Na ocasião, uma garota viera até ele, ao fim de sua apresentação, elogiando seu trabalho e seu "poder de síntese", o que provocou um bocejo interno sem tamanho. Nada que sublimasse o interesse por aquela
loirinha graciosa que prolongava o assunto, como quem implora por atenção. Horácio cedeu um pouco de sua paciência adquirida ao longo de seus cinquenta e um anos e resolveu, além de conversar durante um bom tempo, trocar (de maneira inédita) números de telefone. Percebeu os olhos verdes brilharem por um instante e sumirem pelos corredores brancos.

Ao pegar a caneca com chá, Horácio sentiu o vento se aproximar da sala. O vazio de móveis intensificava o frio, e naquele momento o professor percebeu o quão drástica havia sido sua decisão de se mudar de cidade. Ao apostar em ares novos, e, o mais importante, na distância de sua família, ele inevitavelmente decidira por um rumo solitário e restrito àquele rancho localizado numa grande pedra úmida.

A chuva começara, e agora os sons pingavam aos montes na calha antiga. Horácio pegou o celular. Regina, a menina. Regina, a loirinha. Regina, seguida de um número.

O botão que Horácio não apertou permaneceu estático, ignorando sua covardia. Súbito Horácio sentiu o vento atingir em cheio sua racionalidade. Gaguejando, disse à pessoa do outro lado: Alô? Sim, o Horácio, Ah, claro, o professor. Talvez sair, talvez conversar sobre Reich. Não, jamais! Há coisas melhores para se aproveitar na vida.

Sem sinal. Nada que o faça voltar. Horácio deu um salto inesperado e correu. Trombou em três cadeiras antes de encontrar a saída para o seu quintal sem fim. A chuva agora era fina, e ameaçava parar. Pisava trôpego na terra molhada com esperanças de recuperar a voz loira. Andou, percorreu um trecho mais fechado da mata de seu rancho único. Andou até cair a tarde e os zumbidos pós-chuva dos insetos oniscientes tomarem conta do mundo.

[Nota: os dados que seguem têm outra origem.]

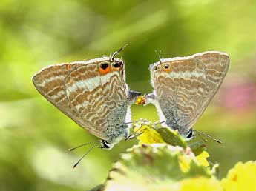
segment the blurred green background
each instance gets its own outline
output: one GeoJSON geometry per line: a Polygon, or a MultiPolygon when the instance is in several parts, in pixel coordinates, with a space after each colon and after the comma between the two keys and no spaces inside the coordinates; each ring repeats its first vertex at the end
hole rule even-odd
{"type": "MultiPolygon", "coordinates": [[[[131,89],[149,93],[149,64],[206,50],[230,55],[221,88],[194,128],[209,140],[220,176],[256,158],[255,1],[32,1],[0,2],[0,190],[85,190],[102,183],[119,154],[68,148],[95,140],[35,90],[32,76],[59,62],[121,53],[131,89]],[[157,53],[156,53],[156,51],[157,53]]],[[[133,119],[157,120],[152,105],[133,119]]],[[[168,163],[168,161],[166,161],[168,163]]]]}

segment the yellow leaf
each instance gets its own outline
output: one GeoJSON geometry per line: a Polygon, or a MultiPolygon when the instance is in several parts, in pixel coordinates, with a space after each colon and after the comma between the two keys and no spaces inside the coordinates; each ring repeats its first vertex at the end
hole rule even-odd
{"type": "Polygon", "coordinates": [[[221,187],[220,182],[214,177],[190,178],[180,181],[180,189],[179,191],[198,190],[223,191],[223,189],[221,187]]]}
{"type": "Polygon", "coordinates": [[[256,191],[256,161],[238,162],[221,180],[225,191],[256,191]]]}
{"type": "Polygon", "coordinates": [[[209,167],[209,164],[206,159],[209,157],[209,153],[204,150],[200,155],[197,155],[196,158],[200,165],[203,167],[209,167]]]}

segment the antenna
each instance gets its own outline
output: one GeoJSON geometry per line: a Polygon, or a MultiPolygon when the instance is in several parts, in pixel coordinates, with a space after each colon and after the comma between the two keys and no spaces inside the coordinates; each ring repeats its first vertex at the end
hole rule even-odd
{"type": "MultiPolygon", "coordinates": [[[[223,143],[221,141],[220,141],[220,140],[218,140],[218,139],[217,139],[217,138],[213,138],[212,136],[210,136],[209,135],[207,135],[207,134],[205,133],[203,133],[203,132],[199,131],[199,130],[194,130],[194,131],[196,132],[196,133],[198,133],[199,134],[201,134],[201,135],[205,135],[205,136],[206,136],[206,137],[208,137],[208,138],[211,138],[212,140],[215,141],[216,142],[217,142],[217,143],[219,143],[219,144],[222,144],[222,143],[223,143]]],[[[204,140],[204,139],[203,139],[203,140],[204,140]]]]}
{"type": "Polygon", "coordinates": [[[88,151],[86,151],[86,153],[80,158],[79,160],[78,160],[78,161],[73,166],[73,168],[74,169],[77,164],[82,160],[82,158],[85,158],[85,156],[87,155],[87,154],[88,154],[93,149],[94,149],[96,146],[98,146],[97,144],[94,144],[93,147],[91,147],[88,151]]]}
{"type": "Polygon", "coordinates": [[[73,148],[68,149],[68,150],[69,150],[69,151],[73,151],[73,150],[76,150],[76,149],[77,149],[77,148],[79,148],[79,147],[83,147],[83,146],[85,146],[85,145],[88,145],[88,144],[91,144],[96,143],[96,142],[99,142],[99,140],[97,140],[97,141],[91,141],[91,142],[88,142],[88,143],[85,143],[85,144],[79,144],[79,145],[78,145],[78,146],[76,146],[76,147],[73,147],[73,148]]]}
{"type": "MultiPolygon", "coordinates": [[[[155,50],[154,52],[157,54],[158,58],[159,58],[159,61],[160,61],[160,62],[161,63],[162,59],[161,59],[160,55],[159,54],[159,53],[157,53],[157,50],[155,50]]],[[[160,50],[160,52],[161,53],[162,51],[160,50]]]]}

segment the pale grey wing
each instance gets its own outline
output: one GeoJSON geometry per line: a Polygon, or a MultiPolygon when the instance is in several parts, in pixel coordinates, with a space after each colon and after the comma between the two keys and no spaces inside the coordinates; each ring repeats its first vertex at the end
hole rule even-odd
{"type": "Polygon", "coordinates": [[[80,126],[82,126],[83,121],[68,102],[64,80],[70,71],[82,64],[79,63],[67,63],[51,65],[43,68],[32,78],[36,90],[47,100],[80,126]]]}
{"type": "Polygon", "coordinates": [[[108,141],[111,138],[108,131],[124,121],[125,115],[119,112],[126,113],[126,86],[120,72],[100,74],[99,64],[78,67],[67,76],[65,83],[70,105],[83,118],[85,127],[108,141]]]}
{"type": "MultiPolygon", "coordinates": [[[[152,75],[157,100],[166,124],[173,129],[188,128],[200,110],[207,94],[206,67],[195,60],[164,62],[168,70],[159,69],[152,75]]],[[[197,116],[196,116],[197,117],[197,116]]]]}
{"type": "Polygon", "coordinates": [[[220,88],[229,66],[229,56],[225,53],[209,51],[195,54],[191,57],[200,61],[206,66],[207,94],[205,95],[201,101],[201,107],[194,113],[188,127],[191,127],[206,110],[220,88]]]}

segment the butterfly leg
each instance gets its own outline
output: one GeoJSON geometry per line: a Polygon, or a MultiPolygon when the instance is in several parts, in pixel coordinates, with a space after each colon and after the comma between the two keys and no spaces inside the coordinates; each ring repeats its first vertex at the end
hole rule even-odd
{"type": "Polygon", "coordinates": [[[140,136],[141,134],[142,134],[144,133],[144,131],[146,130],[145,128],[143,130],[141,130],[142,128],[143,125],[144,125],[144,121],[142,121],[141,123],[140,127],[137,130],[136,130],[133,133],[131,133],[131,135],[127,136],[125,138],[125,140],[133,139],[137,136],[140,136]]]}

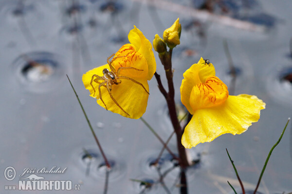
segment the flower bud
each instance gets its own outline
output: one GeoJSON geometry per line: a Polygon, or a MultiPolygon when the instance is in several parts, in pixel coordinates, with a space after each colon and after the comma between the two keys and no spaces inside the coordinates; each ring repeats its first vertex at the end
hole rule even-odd
{"type": "Polygon", "coordinates": [[[163,32],[163,39],[167,44],[167,46],[172,48],[179,45],[180,37],[182,32],[182,25],[179,23],[178,18],[170,28],[165,30],[163,32]]]}
{"type": "Polygon", "coordinates": [[[153,40],[153,47],[156,52],[159,54],[164,54],[166,51],[166,45],[158,34],[155,35],[153,40]]]}

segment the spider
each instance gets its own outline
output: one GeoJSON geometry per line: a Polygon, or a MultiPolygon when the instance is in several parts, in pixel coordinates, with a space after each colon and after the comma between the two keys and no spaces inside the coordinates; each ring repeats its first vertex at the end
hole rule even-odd
{"type": "Polygon", "coordinates": [[[204,64],[204,65],[208,65],[209,66],[210,66],[210,60],[209,59],[203,59],[204,60],[204,61],[205,61],[205,63],[203,63],[202,64],[204,64]]]}
{"type": "Polygon", "coordinates": [[[122,111],[123,111],[125,113],[126,113],[127,114],[128,114],[128,115],[129,116],[130,115],[127,112],[126,112],[121,107],[121,106],[120,106],[120,105],[119,104],[118,102],[116,101],[115,99],[114,99],[114,98],[112,96],[112,95],[111,94],[111,86],[112,85],[112,84],[116,84],[116,85],[119,84],[120,83],[121,83],[122,82],[122,81],[120,80],[123,80],[123,79],[124,80],[130,80],[131,81],[133,81],[134,83],[137,83],[137,84],[140,85],[143,88],[143,89],[145,90],[145,91],[147,93],[148,93],[148,94],[149,94],[149,92],[148,92],[148,91],[147,91],[147,90],[146,90],[146,88],[145,88],[145,87],[144,87],[143,84],[142,84],[141,83],[140,83],[138,81],[137,81],[136,80],[135,80],[132,78],[129,78],[128,77],[119,76],[120,72],[121,71],[121,70],[123,70],[123,69],[132,69],[136,70],[137,71],[143,71],[143,69],[138,69],[136,68],[133,67],[119,67],[117,71],[116,71],[115,69],[114,68],[113,66],[112,66],[111,64],[117,58],[124,57],[125,57],[125,56],[117,56],[117,57],[114,57],[111,60],[111,61],[110,61],[110,59],[111,57],[112,57],[114,55],[114,53],[112,54],[111,55],[110,55],[109,58],[108,58],[108,59],[107,60],[107,61],[108,62],[108,64],[109,64],[109,65],[110,65],[110,70],[111,71],[110,71],[109,69],[108,69],[107,68],[105,68],[102,70],[102,73],[104,75],[103,76],[98,76],[97,75],[93,74],[91,77],[91,81],[90,82],[90,84],[91,86],[91,87],[92,87],[93,91],[94,91],[94,93],[93,94],[93,96],[94,96],[95,94],[95,89],[94,89],[94,87],[93,87],[93,85],[92,85],[92,82],[94,81],[97,83],[99,83],[99,85],[98,86],[98,92],[99,92],[99,98],[101,100],[101,101],[102,102],[102,103],[105,105],[105,106],[106,107],[106,109],[107,110],[108,110],[108,108],[107,107],[107,105],[105,103],[105,102],[104,102],[103,100],[102,99],[102,97],[101,96],[101,92],[100,88],[102,86],[104,86],[104,87],[105,87],[106,88],[107,88],[107,89],[108,89],[108,92],[109,92],[109,94],[110,95],[110,98],[112,99],[112,100],[114,102],[114,103],[119,107],[119,108],[120,108],[121,109],[121,110],[122,111]],[[94,79],[94,78],[95,78],[94,79]]]}

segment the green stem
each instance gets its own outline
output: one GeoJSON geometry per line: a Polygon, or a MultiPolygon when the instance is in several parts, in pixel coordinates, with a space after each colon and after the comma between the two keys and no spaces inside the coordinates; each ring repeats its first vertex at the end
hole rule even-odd
{"type": "Polygon", "coordinates": [[[244,187],[243,187],[243,184],[242,184],[242,182],[241,182],[241,180],[240,180],[240,178],[239,178],[239,176],[237,173],[237,170],[234,165],[234,162],[232,160],[231,160],[231,157],[230,157],[230,155],[228,153],[228,150],[227,150],[227,148],[226,148],[226,151],[227,152],[227,154],[228,155],[228,157],[229,157],[229,160],[232,164],[232,166],[233,166],[233,168],[234,168],[234,171],[235,171],[235,174],[236,174],[236,176],[237,177],[237,179],[238,179],[238,181],[239,182],[239,184],[240,184],[240,187],[241,187],[241,189],[242,190],[242,194],[245,194],[245,191],[244,191],[244,187]]]}
{"type": "Polygon", "coordinates": [[[80,100],[79,99],[79,97],[78,97],[78,95],[77,95],[77,93],[76,93],[76,91],[75,91],[75,89],[74,89],[74,87],[73,87],[73,85],[72,85],[72,83],[71,83],[71,81],[70,81],[70,79],[69,79],[68,75],[66,75],[66,76],[67,77],[67,78],[68,79],[68,80],[69,81],[69,82],[70,82],[70,84],[71,85],[71,87],[72,87],[72,89],[73,89],[73,91],[74,91],[74,93],[75,93],[75,95],[76,96],[76,97],[77,97],[77,99],[78,100],[78,101],[79,102],[79,103],[80,105],[80,106],[81,107],[81,109],[82,109],[82,111],[83,112],[83,114],[84,114],[84,116],[85,116],[85,118],[86,119],[86,121],[87,121],[87,123],[88,124],[88,125],[89,125],[89,128],[90,128],[90,129],[92,133],[92,135],[93,135],[93,137],[94,137],[94,139],[95,140],[95,142],[96,142],[96,144],[97,144],[97,146],[98,146],[98,148],[99,148],[99,150],[100,151],[100,152],[101,153],[101,155],[102,155],[102,157],[103,157],[104,160],[105,160],[105,162],[106,163],[106,165],[107,165],[107,167],[108,168],[110,169],[110,163],[109,162],[109,161],[108,161],[108,159],[107,159],[107,157],[106,157],[106,155],[105,154],[105,153],[103,151],[103,150],[102,149],[102,148],[101,147],[101,145],[99,143],[99,141],[98,141],[98,139],[97,139],[97,137],[96,136],[96,135],[95,135],[95,133],[94,132],[94,131],[93,130],[92,127],[91,126],[91,124],[90,123],[90,121],[89,121],[88,117],[87,117],[87,115],[86,114],[86,113],[85,113],[85,111],[84,110],[84,109],[83,108],[83,106],[82,106],[82,104],[81,104],[81,102],[80,101],[80,100]]]}
{"type": "Polygon", "coordinates": [[[229,186],[230,187],[231,187],[231,188],[232,188],[232,189],[233,190],[233,191],[234,192],[234,193],[235,194],[237,194],[237,193],[236,193],[236,191],[235,191],[235,189],[234,189],[234,188],[233,188],[233,187],[232,186],[232,185],[231,185],[231,184],[230,184],[230,183],[229,182],[229,181],[228,181],[227,180],[227,182],[228,183],[228,184],[229,185],[229,186]]]}
{"type": "Polygon", "coordinates": [[[289,123],[290,121],[290,118],[288,118],[288,121],[287,121],[286,125],[285,126],[285,128],[284,128],[283,131],[282,132],[282,134],[281,134],[280,138],[279,138],[279,139],[278,140],[278,141],[277,141],[276,144],[274,145],[274,146],[272,147],[272,149],[271,149],[271,150],[270,150],[270,152],[269,153],[268,157],[267,157],[267,159],[266,160],[266,162],[265,162],[265,165],[264,165],[264,167],[263,167],[262,172],[260,173],[260,176],[259,176],[259,178],[258,178],[258,181],[257,181],[257,184],[256,184],[256,189],[255,189],[255,191],[254,192],[254,194],[256,194],[256,191],[257,191],[257,188],[258,188],[258,186],[259,186],[259,183],[260,183],[260,180],[261,180],[261,178],[263,176],[263,175],[264,174],[264,172],[265,172],[265,170],[266,169],[266,167],[267,166],[267,164],[268,164],[268,162],[269,161],[269,159],[270,159],[270,157],[271,157],[272,152],[273,152],[273,150],[274,150],[274,148],[276,147],[276,146],[277,146],[277,145],[278,144],[279,144],[279,143],[280,143],[280,141],[281,141],[281,139],[282,139],[282,137],[283,137],[283,135],[284,134],[284,133],[286,130],[286,128],[287,127],[287,125],[288,125],[288,123],[289,123]]]}
{"type": "Polygon", "coordinates": [[[180,159],[180,165],[182,168],[185,168],[189,166],[190,164],[188,161],[186,150],[182,144],[182,130],[178,118],[175,107],[175,102],[174,101],[175,90],[173,80],[173,74],[171,64],[172,54],[172,48],[170,48],[169,51],[166,52],[164,54],[160,54],[159,58],[164,66],[165,75],[167,80],[168,92],[166,97],[165,97],[168,108],[171,123],[176,134],[177,145],[180,159]]]}

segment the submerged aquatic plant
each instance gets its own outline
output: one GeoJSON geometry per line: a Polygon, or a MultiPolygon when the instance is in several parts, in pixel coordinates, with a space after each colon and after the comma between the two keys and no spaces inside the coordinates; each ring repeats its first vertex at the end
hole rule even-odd
{"type": "MultiPolygon", "coordinates": [[[[90,91],[90,96],[97,99],[99,105],[123,116],[138,119],[146,110],[149,94],[147,81],[155,75],[159,89],[167,104],[174,129],[173,134],[176,135],[179,156],[176,157],[172,154],[167,143],[159,138],[164,144],[161,153],[163,149],[167,148],[178,162],[177,165],[181,168],[181,193],[186,194],[185,170],[194,163],[186,148],[212,141],[224,133],[235,135],[244,132],[252,123],[258,120],[260,110],[265,108],[265,103],[255,96],[230,96],[227,86],[215,76],[213,64],[201,58],[183,74],[180,88],[181,100],[193,116],[191,119],[189,117],[189,123],[182,127],[176,110],[171,63],[173,50],[180,44],[181,31],[178,18],[164,31],[163,39],[156,34],[153,40],[154,48],[164,67],[167,91],[156,71],[152,45],[135,26],[128,34],[130,43],[123,46],[108,58],[107,64],[88,71],[83,75],[82,81],[85,88],[90,91]]],[[[141,119],[157,136],[146,121],[141,119]]]]}

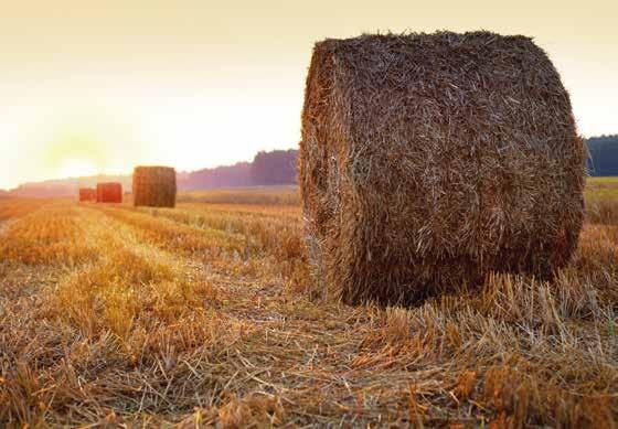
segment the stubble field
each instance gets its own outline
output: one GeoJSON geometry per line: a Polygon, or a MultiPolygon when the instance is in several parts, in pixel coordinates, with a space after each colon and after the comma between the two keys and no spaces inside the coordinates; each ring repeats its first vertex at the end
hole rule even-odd
{"type": "Polygon", "coordinates": [[[411,309],[328,297],[294,193],[0,200],[0,426],[616,427],[618,181],[554,281],[411,309]]]}

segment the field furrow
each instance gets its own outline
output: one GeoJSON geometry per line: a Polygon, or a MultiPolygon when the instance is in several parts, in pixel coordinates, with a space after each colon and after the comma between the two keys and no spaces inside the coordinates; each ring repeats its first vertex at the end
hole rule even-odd
{"type": "Polygon", "coordinates": [[[618,226],[552,282],[316,290],[297,207],[61,203],[0,244],[0,422],[588,426],[618,416],[618,226]],[[11,243],[12,245],[8,245],[11,243]]]}

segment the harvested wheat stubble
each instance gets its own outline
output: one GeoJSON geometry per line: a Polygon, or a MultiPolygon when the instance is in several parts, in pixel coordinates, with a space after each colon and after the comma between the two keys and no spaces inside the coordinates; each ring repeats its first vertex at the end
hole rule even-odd
{"type": "Polygon", "coordinates": [[[96,194],[97,203],[121,203],[122,185],[116,182],[98,183],[96,194]]]}
{"type": "Polygon", "coordinates": [[[79,202],[96,201],[96,190],[93,187],[79,187],[79,202]]]}
{"type": "Polygon", "coordinates": [[[317,43],[301,133],[311,258],[347,302],[413,303],[490,271],[548,276],[576,248],[585,150],[531,39],[317,43]]]}
{"type": "Polygon", "coordinates": [[[134,170],[134,205],[175,206],[175,170],[170,167],[136,167],[134,170]]]}

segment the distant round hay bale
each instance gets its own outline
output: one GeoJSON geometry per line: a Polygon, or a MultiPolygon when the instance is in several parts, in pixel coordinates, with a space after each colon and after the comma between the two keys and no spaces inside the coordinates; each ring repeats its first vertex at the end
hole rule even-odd
{"type": "Polygon", "coordinates": [[[93,187],[79,187],[79,202],[96,201],[96,190],[93,187]]]}
{"type": "Polygon", "coordinates": [[[175,170],[170,167],[136,167],[134,170],[134,205],[175,206],[175,170]]]}
{"type": "Polygon", "coordinates": [[[531,39],[317,43],[299,183],[317,271],[350,303],[413,303],[490,271],[551,275],[576,248],[585,149],[531,39]]]}
{"type": "Polygon", "coordinates": [[[97,183],[97,203],[121,203],[122,185],[117,182],[97,183]]]}

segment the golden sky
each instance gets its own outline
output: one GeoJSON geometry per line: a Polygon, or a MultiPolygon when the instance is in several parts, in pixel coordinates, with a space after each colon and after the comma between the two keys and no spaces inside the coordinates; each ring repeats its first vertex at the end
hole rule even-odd
{"type": "Polygon", "coordinates": [[[618,132],[618,1],[6,1],[0,187],[292,148],[311,47],[375,31],[534,36],[585,136],[618,132]],[[504,4],[502,4],[504,3],[504,4]]]}

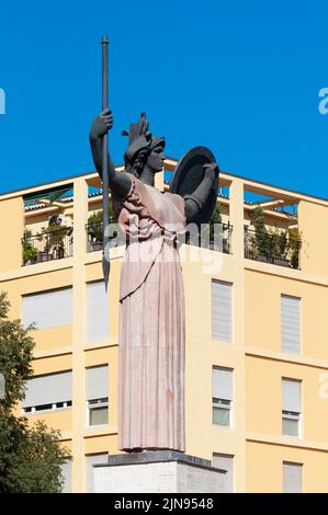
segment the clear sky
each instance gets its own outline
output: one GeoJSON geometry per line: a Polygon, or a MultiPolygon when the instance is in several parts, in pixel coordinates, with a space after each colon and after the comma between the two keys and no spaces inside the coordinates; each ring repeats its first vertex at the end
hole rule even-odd
{"type": "Polygon", "coordinates": [[[146,111],[170,157],[205,145],[223,170],[328,197],[324,0],[2,0],[0,192],[93,169],[102,34],[115,163],[146,111]]]}

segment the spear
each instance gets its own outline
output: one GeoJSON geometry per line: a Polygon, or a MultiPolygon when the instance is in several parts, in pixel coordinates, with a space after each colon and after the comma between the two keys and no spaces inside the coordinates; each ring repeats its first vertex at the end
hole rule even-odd
{"type": "MultiPolygon", "coordinates": [[[[102,110],[109,108],[109,38],[102,36],[102,110]]],[[[102,146],[102,271],[105,282],[105,290],[108,291],[110,276],[110,238],[108,236],[106,226],[109,224],[109,133],[103,137],[102,146]]]]}

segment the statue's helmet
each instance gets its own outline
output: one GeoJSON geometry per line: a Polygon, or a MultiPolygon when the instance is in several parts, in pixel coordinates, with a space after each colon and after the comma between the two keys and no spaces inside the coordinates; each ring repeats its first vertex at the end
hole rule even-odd
{"type": "Polygon", "coordinates": [[[132,168],[136,158],[144,150],[147,156],[156,148],[166,146],[163,137],[154,136],[148,131],[149,122],[146,113],[142,113],[136,124],[129,125],[129,131],[123,130],[124,136],[128,136],[128,147],[124,154],[125,165],[132,168]]]}

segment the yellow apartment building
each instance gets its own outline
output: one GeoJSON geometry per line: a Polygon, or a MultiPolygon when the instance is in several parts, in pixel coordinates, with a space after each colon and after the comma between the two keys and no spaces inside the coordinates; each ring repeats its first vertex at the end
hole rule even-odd
{"type": "MultiPolygon", "coordinates": [[[[181,248],[186,454],[225,468],[224,491],[327,492],[328,201],[225,172],[219,186],[220,243],[181,248]]],[[[0,195],[0,289],[37,328],[19,410],[60,430],[71,492],[91,492],[92,465],[117,453],[123,247],[106,296],[100,209],[94,172],[0,195]]]]}

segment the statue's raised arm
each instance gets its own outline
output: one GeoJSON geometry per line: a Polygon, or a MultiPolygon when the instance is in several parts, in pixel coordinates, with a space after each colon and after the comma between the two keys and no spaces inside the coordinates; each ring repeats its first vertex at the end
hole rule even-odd
{"type": "Polygon", "coordinates": [[[206,147],[194,147],[177,164],[170,193],[183,197],[186,222],[210,222],[217,201],[218,172],[206,147]]]}
{"type": "MultiPolygon", "coordinates": [[[[90,129],[90,146],[94,167],[102,179],[102,146],[104,135],[113,127],[113,114],[105,110],[94,118],[90,129]]],[[[109,182],[112,192],[118,197],[125,197],[132,186],[131,176],[126,173],[116,172],[110,160],[109,182]]]]}

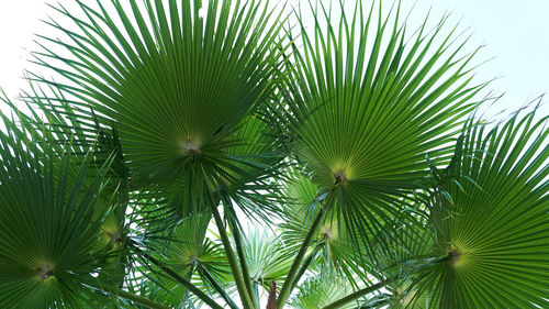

Nada de voltar. Nada de reiniciar o diálogo que há muito se perdera.

Em meio a um escuro cada vez mais poderoso, Horácio de repente sentiu algo fino e de textura levemente pegajosa em seus braços nus. Sua atenção habitava Regina há mais de hora, por isso sentir o toque daqueles fios trouxe-o de volta a uma realidade mais terrível do que poderia supor. Ao tentar se desvencilhar da armadilha natural porém inapropriada para tamanha carcaça, Horácio complicou sua situação e ficou refém de uma aranha que nem conseguia distinguir naquela escuridão. O celular caiu na lama e acendeu sozinho em função do baque. Agora o quadro era nítido: através da luz azulada, os fios da teia desconhecida pareciam fazer parte do corpo de Horácio, que ficara estático só de pensar na sina de presa que se desenhava no meio do mato.

Duas aranhas deslizaram por um fio e pararam próximas ao rosto de um Horácio inerte. Graciosos, os animais exibiram suas patinhas anoréxicas e sem mais, desapareceram da vista do homem, perambulando conscientes por chumaços de capim. Afastando-se de tal visão horrorosa mas singela, Horácio caminhou sem pensamentos coerentes até sua casa. Regina. A porta bateu.